Les céphalosporines de premier génération, des antibiotiques arrivés sur le marché au début des années 1960 pour le traitement d’infections bactériennes, semblent prometteuses pour le traitement de la tuberculose, selon des travaux de recherche publiés dans Scientific Reports. Causée par le Mycobacterium tuberculosis, la tuberculose est la maladie infectieuse qui fait le plus de morts dans le monde. Une thérapie standard dure au moins six mois et peut atteindre 24 mois pour les patients infectés par une souche pharmacorésistante. Les effets secondaires sont en outre souvent brutaux. Il est impératif de trouver rapidement de nouveaux traitements pour raccourcir les thérapies standards, mais des études montrent que l’élaboration de n’importe quel nouveau médicament coûte maintenant plus de 2,6 milliards de dollars.

Les céphalosporines peuvent être prises oralement et leur innocuité à long terme est établie, mais leur utilisation pour traiter la tuberculose n’a pas encore été étudiée. Une étude in vitro a permis aux chercheurs de l’Université de la Colombie-Britannique et du Diseases of the Developing World GlaxoSmithKline Centre de montrer que les céphalosporines sont efficaces, seules, contre la bactérie, et qu’elles le sont encore plus lorsqu’elles sont combinées aux traitements traditionnels et plus nouveaux contre la tuberculose. Les céphalosporines étant déjà approuvées pour utilisation clinique, ces nouvelles applications peuvent être immédiatement testées chez les humains.

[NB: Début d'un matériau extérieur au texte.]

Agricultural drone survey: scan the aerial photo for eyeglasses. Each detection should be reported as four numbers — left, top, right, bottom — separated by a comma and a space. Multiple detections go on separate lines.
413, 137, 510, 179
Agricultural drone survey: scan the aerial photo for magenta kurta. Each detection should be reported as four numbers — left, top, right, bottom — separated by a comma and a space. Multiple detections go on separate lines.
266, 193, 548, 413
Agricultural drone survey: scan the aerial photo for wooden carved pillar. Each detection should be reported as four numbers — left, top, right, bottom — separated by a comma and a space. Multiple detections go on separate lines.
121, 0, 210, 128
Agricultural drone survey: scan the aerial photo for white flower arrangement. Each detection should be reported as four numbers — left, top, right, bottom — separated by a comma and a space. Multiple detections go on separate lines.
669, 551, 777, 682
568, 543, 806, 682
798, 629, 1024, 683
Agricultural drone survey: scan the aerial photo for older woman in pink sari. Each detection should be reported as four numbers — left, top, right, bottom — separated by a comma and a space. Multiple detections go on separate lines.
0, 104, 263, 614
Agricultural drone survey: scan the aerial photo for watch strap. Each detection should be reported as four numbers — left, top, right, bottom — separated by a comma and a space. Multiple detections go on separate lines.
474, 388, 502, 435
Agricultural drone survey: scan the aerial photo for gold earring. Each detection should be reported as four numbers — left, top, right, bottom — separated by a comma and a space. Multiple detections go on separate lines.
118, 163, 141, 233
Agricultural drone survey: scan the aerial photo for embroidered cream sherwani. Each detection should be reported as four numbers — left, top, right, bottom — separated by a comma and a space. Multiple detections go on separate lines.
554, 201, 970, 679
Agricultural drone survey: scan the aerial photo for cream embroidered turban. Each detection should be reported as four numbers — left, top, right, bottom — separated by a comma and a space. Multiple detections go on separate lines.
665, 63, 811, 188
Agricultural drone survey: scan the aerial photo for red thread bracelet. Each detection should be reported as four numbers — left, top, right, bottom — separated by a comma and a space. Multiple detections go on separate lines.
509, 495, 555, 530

Buvez! C’est l’heure d’aller au lit

L’horloge biologique cérébrale stimule la soif dans les heures précédant le coucher. C’est du moins ce que montre une étude réalisée par des chercheurs de l’Institut de recherche du Centre universitaire de santé McGill. Cette découverte et celle du processus moléculaire sous-jacent jettent un tout premier éclairage sur la façon dont l’horloge biologique régule une fonction physiologique et pourrait aider à découvrir des façons de réduire les difficultés causées par le décalage horaire et le travail par quarts.

On a constaté une ingestion d’eau accrue chez des rongeurs avant de dormir, sans besoin physiologique correspondant. Les chercheurs ont découvert que si on limitait l’accès de souris à de l’eau pendant cette période, elles étaient fortement déshydratées à la fin de leur cycle de sommeil. La consommation accrue d’eau avant de dormir les protège de la déshydratation et contribue à leur bonne santé. Au moyen de l’optogénétique, une technique utilisant la lumière laser pour stimuler ou désactiver des neurones qui ont été génétiquement modifiés pour être activés par la lumière, les chercheurs ont pu montrer qu’un neurotransmetteur activait les neurones de la soif dans le cerveau de la souris. Cette étude a été publiée dans Nature.